Sonmor turned 85 on Tuesday. There was a birthday celebration at his senior living center in Bloomington. There were Gophers who played for him, Fighting Saints who played for him, North Stars who played for him, and sober friends who Sonmor has impacted during 30 years of telling “his story,’’ as we non-practicing alcoholics like to say.
Tuesday’s celebration came on the eve of Sonmor’s relocation to Toronto, where he will live with his sister, Jean Devine, and her family. That made this a goodbye of sorts for a man who first came to Minneapolis as a 20-year-old in 1949, to play for the Millers in the International Hockey League. He had a veteran teammate in John Mariucci.
“Literally, John grabbed me by the nape of the neck, took me down to the University of Minnesota and enrolled me,’’ Sonmor said in a past interview. “I went summer sessions for the next six years, and I graduated from the U with high distinction.
“I believe in guardian angels, and John was mine. Where would I have been without that degree after I lost my eye?’’
Sonmor served as the Gophers’ freshman coach under Mariucci. Later, Glen was the head coach at Ohio State in 1965-66.
Mariucci had a falling out with athletic director Marsh Ryman and was asked to resign. On May 26, 1966, Mariucci’s resignation was officially announced and Sonmor was named to replace him.
There were two outstanding goaltenders in the program that fall: Murray McLachlan from Canada and Ron Docken from Minneapolis. They were freshmen, and thus ineligible for varsity competition.
There was an upperclassman with a chance to be a successful WCHA goalie. He was in the agriculture school and was ruled ineligible. “He flunked potatoes,’’ Sonmor said.
The Gophers were 8-20-1 that first winter. Late in the season, booster and hockey man Bruce Telander took Sonmor to the St. Paul Auditorium to watch the first round of the 1967 state tournament.
“I took him to see Mike Antonovich,’’ Telander said. “I said, ‘This kid is going to be your savior.’ Greenway’s warming up and there’s Anton: 5-foot-nothing, skinny, breezers hanging down to his ankles, wearing goggles.
“Glen said, ‘That’s my salvation?’ ”
Sonmor laughed and said: “It took me two shifts of seeing him flying around the ice to say, ‘He is a savior.’ ”

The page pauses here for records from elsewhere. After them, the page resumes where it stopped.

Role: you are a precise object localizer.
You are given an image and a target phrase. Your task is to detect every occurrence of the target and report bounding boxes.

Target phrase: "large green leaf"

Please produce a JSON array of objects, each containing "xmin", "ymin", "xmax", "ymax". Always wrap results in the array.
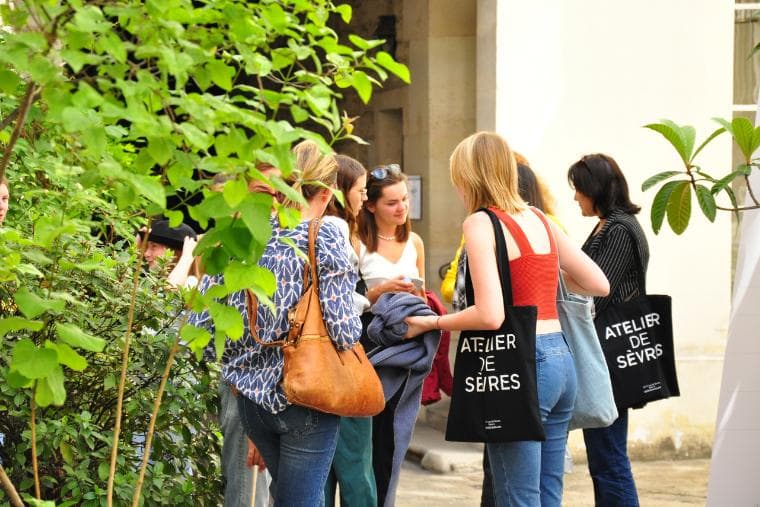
[
  {"xmin": 45, "ymin": 341, "xmax": 87, "ymax": 371},
  {"xmin": 668, "ymin": 181, "xmax": 691, "ymax": 234},
  {"xmin": 222, "ymin": 178, "xmax": 248, "ymax": 208},
  {"xmin": 55, "ymin": 322, "xmax": 106, "ymax": 352},
  {"xmin": 238, "ymin": 193, "xmax": 272, "ymax": 244},
  {"xmin": 713, "ymin": 116, "xmax": 760, "ymax": 161},
  {"xmin": 179, "ymin": 324, "xmax": 211, "ymax": 352},
  {"xmin": 5, "ymin": 369, "xmax": 34, "ymax": 389},
  {"xmin": 691, "ymin": 127, "xmax": 726, "ymax": 161},
  {"xmin": 651, "ymin": 181, "xmax": 683, "ymax": 234},
  {"xmin": 351, "ymin": 70, "xmax": 372, "ymax": 104},
  {"xmin": 224, "ymin": 262, "xmax": 277, "ymax": 296},
  {"xmin": 644, "ymin": 120, "xmax": 696, "ymax": 165},
  {"xmin": 34, "ymin": 366, "xmax": 66, "ymax": 407},
  {"xmin": 11, "ymin": 338, "xmax": 58, "ymax": 379},
  {"xmin": 130, "ymin": 174, "xmax": 166, "ymax": 209},
  {"xmin": 0, "ymin": 317, "xmax": 45, "ymax": 338},
  {"xmin": 641, "ymin": 171, "xmax": 685, "ymax": 192},
  {"xmin": 206, "ymin": 60, "xmax": 235, "ymax": 91}
]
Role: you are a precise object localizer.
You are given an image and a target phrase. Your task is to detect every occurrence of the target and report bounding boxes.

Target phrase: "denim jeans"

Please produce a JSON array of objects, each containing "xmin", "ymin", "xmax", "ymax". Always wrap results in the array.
[
  {"xmin": 238, "ymin": 396, "xmax": 340, "ymax": 507},
  {"xmin": 486, "ymin": 333, "xmax": 576, "ymax": 507},
  {"xmin": 219, "ymin": 381, "xmax": 270, "ymax": 507},
  {"xmin": 583, "ymin": 409, "xmax": 639, "ymax": 507}
]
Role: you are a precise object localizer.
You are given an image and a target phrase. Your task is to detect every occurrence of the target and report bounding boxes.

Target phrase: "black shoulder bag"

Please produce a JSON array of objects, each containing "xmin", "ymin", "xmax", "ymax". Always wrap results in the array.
[
  {"xmin": 594, "ymin": 226, "xmax": 680, "ymax": 409},
  {"xmin": 446, "ymin": 209, "xmax": 545, "ymax": 442}
]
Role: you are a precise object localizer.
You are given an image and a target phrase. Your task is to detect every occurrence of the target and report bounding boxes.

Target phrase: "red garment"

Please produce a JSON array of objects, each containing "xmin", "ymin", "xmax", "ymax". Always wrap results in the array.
[
  {"xmin": 491, "ymin": 207, "xmax": 559, "ymax": 320},
  {"xmin": 422, "ymin": 291, "xmax": 453, "ymax": 405}
]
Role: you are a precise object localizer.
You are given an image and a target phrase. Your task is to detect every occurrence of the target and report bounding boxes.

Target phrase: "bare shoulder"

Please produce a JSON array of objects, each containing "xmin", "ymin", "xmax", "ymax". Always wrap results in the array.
[
  {"xmin": 409, "ymin": 231, "xmax": 425, "ymax": 249},
  {"xmin": 462, "ymin": 213, "xmax": 492, "ymax": 233}
]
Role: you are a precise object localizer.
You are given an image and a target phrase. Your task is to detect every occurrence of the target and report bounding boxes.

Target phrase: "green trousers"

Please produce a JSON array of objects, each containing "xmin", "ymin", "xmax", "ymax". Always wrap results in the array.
[{"xmin": 325, "ymin": 417, "xmax": 377, "ymax": 507}]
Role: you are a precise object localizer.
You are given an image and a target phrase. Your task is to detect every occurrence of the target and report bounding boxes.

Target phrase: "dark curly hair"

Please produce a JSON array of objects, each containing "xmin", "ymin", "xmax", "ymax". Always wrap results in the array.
[{"xmin": 567, "ymin": 153, "xmax": 641, "ymax": 218}]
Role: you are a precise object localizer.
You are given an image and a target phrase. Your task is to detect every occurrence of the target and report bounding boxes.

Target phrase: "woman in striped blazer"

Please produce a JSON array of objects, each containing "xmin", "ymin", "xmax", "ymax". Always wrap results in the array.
[{"xmin": 568, "ymin": 154, "xmax": 649, "ymax": 507}]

Antonovich enrolled in the fall of 1969. He played two seasons for Sonmor at Minnesota, and was with Glen for all five years of two versions of the Fighting Saints of the WHA.
He’s now the mayor of Coleraine. He made it to Sonmor’s birthday/going-away celebration. The ex-Gophers and Saints and North Stars were thrilled by this. Several had made this observation:
“Anton was a son to Glen.’’
Graduating with high distinction wasn’t the goal with Sonmor’s hockey son. He just wanted to keep him eligible.

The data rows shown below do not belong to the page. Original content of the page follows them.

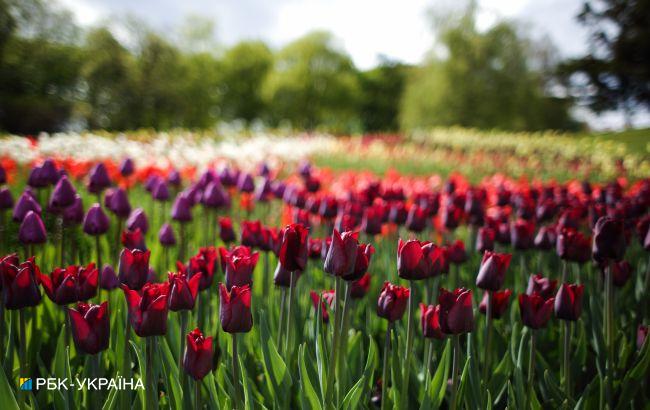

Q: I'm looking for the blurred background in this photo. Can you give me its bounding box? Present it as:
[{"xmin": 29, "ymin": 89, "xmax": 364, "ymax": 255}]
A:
[{"xmin": 0, "ymin": 0, "xmax": 650, "ymax": 134}]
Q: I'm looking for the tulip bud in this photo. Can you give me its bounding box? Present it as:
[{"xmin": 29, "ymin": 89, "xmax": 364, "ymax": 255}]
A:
[
  {"xmin": 183, "ymin": 328, "xmax": 214, "ymax": 381},
  {"xmin": 476, "ymin": 251, "xmax": 512, "ymax": 291},
  {"xmin": 519, "ymin": 293, "xmax": 555, "ymax": 329},
  {"xmin": 219, "ymin": 283, "xmax": 253, "ymax": 333},
  {"xmin": 555, "ymin": 283, "xmax": 584, "ymax": 321},
  {"xmin": 420, "ymin": 303, "xmax": 445, "ymax": 340},
  {"xmin": 68, "ymin": 302, "xmax": 110, "ymax": 355},
  {"xmin": 18, "ymin": 211, "xmax": 47, "ymax": 245},
  {"xmin": 83, "ymin": 203, "xmax": 109, "ymax": 236},
  {"xmin": 122, "ymin": 282, "xmax": 169, "ymax": 337},
  {"xmin": 438, "ymin": 288, "xmax": 474, "ymax": 335},
  {"xmin": 377, "ymin": 282, "xmax": 411, "ymax": 322}
]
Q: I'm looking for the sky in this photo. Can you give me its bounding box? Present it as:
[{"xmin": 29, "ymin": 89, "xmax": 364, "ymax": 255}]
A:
[{"xmin": 59, "ymin": 0, "xmax": 650, "ymax": 129}]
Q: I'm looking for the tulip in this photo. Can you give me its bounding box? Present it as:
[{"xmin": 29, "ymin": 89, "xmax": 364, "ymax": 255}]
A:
[
  {"xmin": 183, "ymin": 328, "xmax": 214, "ymax": 382},
  {"xmin": 67, "ymin": 302, "xmax": 110, "ymax": 355},
  {"xmin": 397, "ymin": 239, "xmax": 444, "ymax": 280},
  {"xmin": 219, "ymin": 217, "xmax": 235, "ymax": 244},
  {"xmin": 39, "ymin": 263, "xmax": 99, "ymax": 305},
  {"xmin": 476, "ymin": 251, "xmax": 512, "ymax": 291},
  {"xmin": 118, "ymin": 249, "xmax": 151, "ymax": 290},
  {"xmin": 122, "ymin": 282, "xmax": 169, "ymax": 337},
  {"xmin": 18, "ymin": 211, "xmax": 47, "ymax": 245},
  {"xmin": 278, "ymin": 224, "xmax": 309, "ymax": 272},
  {"xmin": 592, "ymin": 216, "xmax": 627, "ymax": 262},
  {"xmin": 526, "ymin": 274, "xmax": 557, "ymax": 300},
  {"xmin": 478, "ymin": 289, "xmax": 512, "ymax": 319},
  {"xmin": 0, "ymin": 254, "xmax": 41, "ymax": 310}
]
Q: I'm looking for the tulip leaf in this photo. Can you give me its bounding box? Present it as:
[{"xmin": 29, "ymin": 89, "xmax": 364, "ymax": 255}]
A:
[
  {"xmin": 298, "ymin": 344, "xmax": 322, "ymax": 409},
  {"xmin": 0, "ymin": 367, "xmax": 18, "ymax": 410}
]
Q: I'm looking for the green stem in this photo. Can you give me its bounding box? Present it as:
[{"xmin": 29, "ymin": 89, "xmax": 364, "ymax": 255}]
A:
[
  {"xmin": 400, "ymin": 281, "xmax": 415, "ymax": 409},
  {"xmin": 483, "ymin": 290, "xmax": 494, "ymax": 383},
  {"xmin": 450, "ymin": 335, "xmax": 460, "ymax": 410},
  {"xmin": 381, "ymin": 322, "xmax": 393, "ymax": 410},
  {"xmin": 232, "ymin": 333, "xmax": 241, "ymax": 409}
]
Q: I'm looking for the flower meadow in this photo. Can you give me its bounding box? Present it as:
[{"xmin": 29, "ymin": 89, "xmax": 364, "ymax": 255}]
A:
[{"xmin": 0, "ymin": 133, "xmax": 650, "ymax": 410}]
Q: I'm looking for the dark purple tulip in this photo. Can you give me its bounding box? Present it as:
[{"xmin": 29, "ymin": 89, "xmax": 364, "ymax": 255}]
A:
[
  {"xmin": 120, "ymin": 158, "xmax": 135, "ymax": 177},
  {"xmin": 158, "ymin": 223, "xmax": 176, "ymax": 246},
  {"xmin": 105, "ymin": 188, "xmax": 131, "ymax": 219},
  {"xmin": 18, "ymin": 211, "xmax": 47, "ymax": 245},
  {"xmin": 88, "ymin": 162, "xmax": 111, "ymax": 194},
  {"xmin": 50, "ymin": 176, "xmax": 77, "ymax": 210},
  {"xmin": 12, "ymin": 192, "xmax": 41, "ymax": 222},
  {"xmin": 99, "ymin": 263, "xmax": 120, "ymax": 290},
  {"xmin": 237, "ymin": 172, "xmax": 255, "ymax": 193},
  {"xmin": 172, "ymin": 194, "xmax": 192, "ymax": 222},
  {"xmin": 84, "ymin": 203, "xmax": 109, "ymax": 236},
  {"xmin": 61, "ymin": 195, "xmax": 84, "ymax": 226},
  {"xmin": 151, "ymin": 180, "xmax": 169, "ymax": 202},
  {"xmin": 591, "ymin": 216, "xmax": 627, "ymax": 262},
  {"xmin": 126, "ymin": 208, "xmax": 149, "ymax": 233},
  {"xmin": 0, "ymin": 187, "xmax": 14, "ymax": 212}
]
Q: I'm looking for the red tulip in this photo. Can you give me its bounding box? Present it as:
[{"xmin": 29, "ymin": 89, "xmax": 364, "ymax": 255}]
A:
[
  {"xmin": 39, "ymin": 263, "xmax": 99, "ymax": 305},
  {"xmin": 476, "ymin": 251, "xmax": 512, "ymax": 290},
  {"xmin": 438, "ymin": 288, "xmax": 474, "ymax": 335},
  {"xmin": 122, "ymin": 282, "xmax": 169, "ymax": 337},
  {"xmin": 377, "ymin": 282, "xmax": 411, "ymax": 322},
  {"xmin": 420, "ymin": 303, "xmax": 445, "ymax": 340},
  {"xmin": 183, "ymin": 328, "xmax": 214, "ymax": 380},
  {"xmin": 478, "ymin": 289, "xmax": 512, "ymax": 319},
  {"xmin": 519, "ymin": 293, "xmax": 555, "ymax": 329},
  {"xmin": 219, "ymin": 283, "xmax": 253, "ymax": 333},
  {"xmin": 168, "ymin": 272, "xmax": 203, "ymax": 312},
  {"xmin": 68, "ymin": 302, "xmax": 110, "ymax": 354},
  {"xmin": 555, "ymin": 283, "xmax": 584, "ymax": 321},
  {"xmin": 278, "ymin": 224, "xmax": 309, "ymax": 272},
  {"xmin": 118, "ymin": 249, "xmax": 151, "ymax": 290},
  {"xmin": 323, "ymin": 229, "xmax": 359, "ymax": 277}
]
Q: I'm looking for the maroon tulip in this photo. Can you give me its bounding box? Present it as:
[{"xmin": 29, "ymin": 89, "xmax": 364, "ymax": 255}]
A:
[
  {"xmin": 592, "ymin": 216, "xmax": 627, "ymax": 262},
  {"xmin": 68, "ymin": 302, "xmax": 110, "ymax": 354},
  {"xmin": 39, "ymin": 263, "xmax": 99, "ymax": 305},
  {"xmin": 309, "ymin": 290, "xmax": 333, "ymax": 323},
  {"xmin": 343, "ymin": 243, "xmax": 375, "ymax": 282},
  {"xmin": 18, "ymin": 211, "xmax": 47, "ymax": 245},
  {"xmin": 397, "ymin": 239, "xmax": 445, "ymax": 280},
  {"xmin": 183, "ymin": 328, "xmax": 214, "ymax": 380},
  {"xmin": 420, "ymin": 303, "xmax": 445, "ymax": 340},
  {"xmin": 377, "ymin": 282, "xmax": 411, "ymax": 322},
  {"xmin": 219, "ymin": 283, "xmax": 253, "ymax": 333},
  {"xmin": 519, "ymin": 293, "xmax": 555, "ymax": 329},
  {"xmin": 478, "ymin": 289, "xmax": 512, "ymax": 319},
  {"xmin": 187, "ymin": 246, "xmax": 218, "ymax": 290},
  {"xmin": 350, "ymin": 273, "xmax": 371, "ymax": 299},
  {"xmin": 219, "ymin": 216, "xmax": 235, "ymax": 243},
  {"xmin": 476, "ymin": 251, "xmax": 512, "ymax": 291},
  {"xmin": 168, "ymin": 272, "xmax": 201, "ymax": 312},
  {"xmin": 219, "ymin": 246, "xmax": 260, "ymax": 289},
  {"xmin": 0, "ymin": 254, "xmax": 41, "ymax": 310},
  {"xmin": 122, "ymin": 282, "xmax": 169, "ymax": 337},
  {"xmin": 526, "ymin": 273, "xmax": 557, "ymax": 299},
  {"xmin": 323, "ymin": 229, "xmax": 359, "ymax": 277},
  {"xmin": 278, "ymin": 224, "xmax": 309, "ymax": 272},
  {"xmin": 438, "ymin": 288, "xmax": 474, "ymax": 335},
  {"xmin": 555, "ymin": 283, "xmax": 584, "ymax": 321},
  {"xmin": 118, "ymin": 249, "xmax": 151, "ymax": 290}
]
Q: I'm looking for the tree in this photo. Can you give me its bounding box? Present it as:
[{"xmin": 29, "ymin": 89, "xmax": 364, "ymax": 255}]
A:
[
  {"xmin": 264, "ymin": 31, "xmax": 360, "ymax": 132},
  {"xmin": 560, "ymin": 0, "xmax": 650, "ymax": 124},
  {"xmin": 221, "ymin": 41, "xmax": 273, "ymax": 123},
  {"xmin": 400, "ymin": 4, "xmax": 576, "ymax": 131}
]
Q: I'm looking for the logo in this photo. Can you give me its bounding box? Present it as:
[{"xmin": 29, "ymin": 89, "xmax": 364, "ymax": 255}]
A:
[{"xmin": 18, "ymin": 377, "xmax": 33, "ymax": 391}]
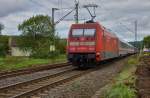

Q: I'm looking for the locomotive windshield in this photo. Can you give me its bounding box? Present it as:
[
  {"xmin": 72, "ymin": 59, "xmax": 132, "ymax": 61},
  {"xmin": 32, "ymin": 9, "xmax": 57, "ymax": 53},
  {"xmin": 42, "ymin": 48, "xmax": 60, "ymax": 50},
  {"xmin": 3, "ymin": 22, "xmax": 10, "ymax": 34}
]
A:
[{"xmin": 72, "ymin": 29, "xmax": 96, "ymax": 37}]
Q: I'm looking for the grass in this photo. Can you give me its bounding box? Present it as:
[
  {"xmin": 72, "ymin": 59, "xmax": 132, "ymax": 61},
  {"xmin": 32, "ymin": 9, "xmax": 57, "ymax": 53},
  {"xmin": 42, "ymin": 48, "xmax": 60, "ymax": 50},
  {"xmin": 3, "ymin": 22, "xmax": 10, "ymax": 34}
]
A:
[
  {"xmin": 104, "ymin": 58, "xmax": 138, "ymax": 98},
  {"xmin": 0, "ymin": 55, "xmax": 66, "ymax": 71}
]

“I had to get out of general college and find a program that would take me as a junior,’’ Antonovich said. “They wanted proof that I was a ‘capable student.’ There was a scandal in the recreation department, so they stopped taking ‘marginal’ athletes.

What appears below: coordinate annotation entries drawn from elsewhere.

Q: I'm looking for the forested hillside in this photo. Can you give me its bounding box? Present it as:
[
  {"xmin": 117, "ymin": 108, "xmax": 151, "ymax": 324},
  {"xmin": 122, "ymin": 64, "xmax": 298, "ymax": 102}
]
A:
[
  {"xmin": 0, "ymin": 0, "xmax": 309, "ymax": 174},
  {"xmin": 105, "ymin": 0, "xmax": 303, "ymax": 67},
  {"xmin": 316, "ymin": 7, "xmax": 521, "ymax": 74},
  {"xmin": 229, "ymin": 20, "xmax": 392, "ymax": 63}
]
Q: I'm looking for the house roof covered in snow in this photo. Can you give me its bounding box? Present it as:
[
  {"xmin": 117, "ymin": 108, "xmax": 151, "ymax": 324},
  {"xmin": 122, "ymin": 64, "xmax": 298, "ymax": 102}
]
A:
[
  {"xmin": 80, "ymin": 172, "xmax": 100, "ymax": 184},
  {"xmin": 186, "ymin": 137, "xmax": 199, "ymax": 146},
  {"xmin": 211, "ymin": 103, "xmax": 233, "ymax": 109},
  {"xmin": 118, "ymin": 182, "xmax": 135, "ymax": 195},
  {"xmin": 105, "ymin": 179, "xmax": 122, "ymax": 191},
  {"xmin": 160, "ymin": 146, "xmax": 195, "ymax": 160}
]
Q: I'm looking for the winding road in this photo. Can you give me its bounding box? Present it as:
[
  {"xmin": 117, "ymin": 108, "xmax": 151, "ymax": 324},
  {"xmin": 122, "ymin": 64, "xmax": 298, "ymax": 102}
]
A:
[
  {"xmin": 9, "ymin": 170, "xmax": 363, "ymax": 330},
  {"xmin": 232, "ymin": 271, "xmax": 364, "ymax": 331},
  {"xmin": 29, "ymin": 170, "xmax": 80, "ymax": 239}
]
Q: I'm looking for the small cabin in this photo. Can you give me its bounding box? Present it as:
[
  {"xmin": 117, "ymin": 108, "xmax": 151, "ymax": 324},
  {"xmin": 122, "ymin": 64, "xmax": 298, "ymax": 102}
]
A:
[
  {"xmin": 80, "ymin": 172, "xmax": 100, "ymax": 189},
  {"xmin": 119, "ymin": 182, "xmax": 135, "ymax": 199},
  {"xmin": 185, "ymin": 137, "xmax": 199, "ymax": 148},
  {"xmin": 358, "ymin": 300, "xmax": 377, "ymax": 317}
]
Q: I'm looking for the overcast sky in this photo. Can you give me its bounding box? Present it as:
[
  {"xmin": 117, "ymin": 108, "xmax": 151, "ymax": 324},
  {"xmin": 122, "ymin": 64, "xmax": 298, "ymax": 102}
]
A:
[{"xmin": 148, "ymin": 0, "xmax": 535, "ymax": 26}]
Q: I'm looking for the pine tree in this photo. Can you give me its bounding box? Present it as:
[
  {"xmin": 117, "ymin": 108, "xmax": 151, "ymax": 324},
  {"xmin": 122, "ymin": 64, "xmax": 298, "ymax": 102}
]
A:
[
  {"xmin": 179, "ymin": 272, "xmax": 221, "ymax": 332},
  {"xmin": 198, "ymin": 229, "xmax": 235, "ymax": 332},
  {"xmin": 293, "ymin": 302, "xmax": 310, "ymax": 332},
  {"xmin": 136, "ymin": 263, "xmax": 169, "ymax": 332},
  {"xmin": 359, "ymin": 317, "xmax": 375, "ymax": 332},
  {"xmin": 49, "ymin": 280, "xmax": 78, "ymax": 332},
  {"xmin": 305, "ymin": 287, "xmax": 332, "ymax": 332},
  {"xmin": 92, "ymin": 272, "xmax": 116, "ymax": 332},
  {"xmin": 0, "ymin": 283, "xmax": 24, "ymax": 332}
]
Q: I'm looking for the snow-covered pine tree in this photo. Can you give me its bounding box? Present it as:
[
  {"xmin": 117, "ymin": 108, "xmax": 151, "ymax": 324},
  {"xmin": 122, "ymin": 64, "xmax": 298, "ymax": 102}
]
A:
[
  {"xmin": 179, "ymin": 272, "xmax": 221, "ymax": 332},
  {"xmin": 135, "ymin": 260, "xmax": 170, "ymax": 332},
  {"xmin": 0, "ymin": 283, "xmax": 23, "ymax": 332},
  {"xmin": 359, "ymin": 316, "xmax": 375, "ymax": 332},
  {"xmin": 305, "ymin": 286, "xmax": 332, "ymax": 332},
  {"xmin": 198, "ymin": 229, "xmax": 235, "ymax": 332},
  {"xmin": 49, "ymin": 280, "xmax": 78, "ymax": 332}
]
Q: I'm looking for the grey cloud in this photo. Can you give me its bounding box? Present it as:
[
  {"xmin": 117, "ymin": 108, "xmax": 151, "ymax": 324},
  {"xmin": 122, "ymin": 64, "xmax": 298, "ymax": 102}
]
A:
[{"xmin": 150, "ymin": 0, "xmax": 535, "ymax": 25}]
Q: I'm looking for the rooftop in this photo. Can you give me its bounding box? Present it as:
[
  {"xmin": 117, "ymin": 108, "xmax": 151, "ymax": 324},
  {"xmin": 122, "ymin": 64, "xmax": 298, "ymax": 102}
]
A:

“It didn’t look good, but Glen said, ‘I’ll find something.’ He called the next day and said, ‘I got you in the ag school. You’re a farm major. But don’t tell anyone.’ ’’
How did you do in potatoes, Anton?
“I was eligible but was injured most of the year,’’ Antonovich said. “Glen was putting together the Fighting Saints by then, and he signed me.’’
Sonmor was sitting on a nearby couch. How about Antonovich?
“I’ve coached a few hundred guys that I loved,’’ Glen said. “Anton is my all-time favorite player. The size of his heart on the ice was unmatched.’’
When Glen Sonmor offers an opinion on heart and hockey, you’re hearing from an expert. You’re hearing from a man who gave an eye to hockey, and has spent the next six decades passionately engulfed in the game.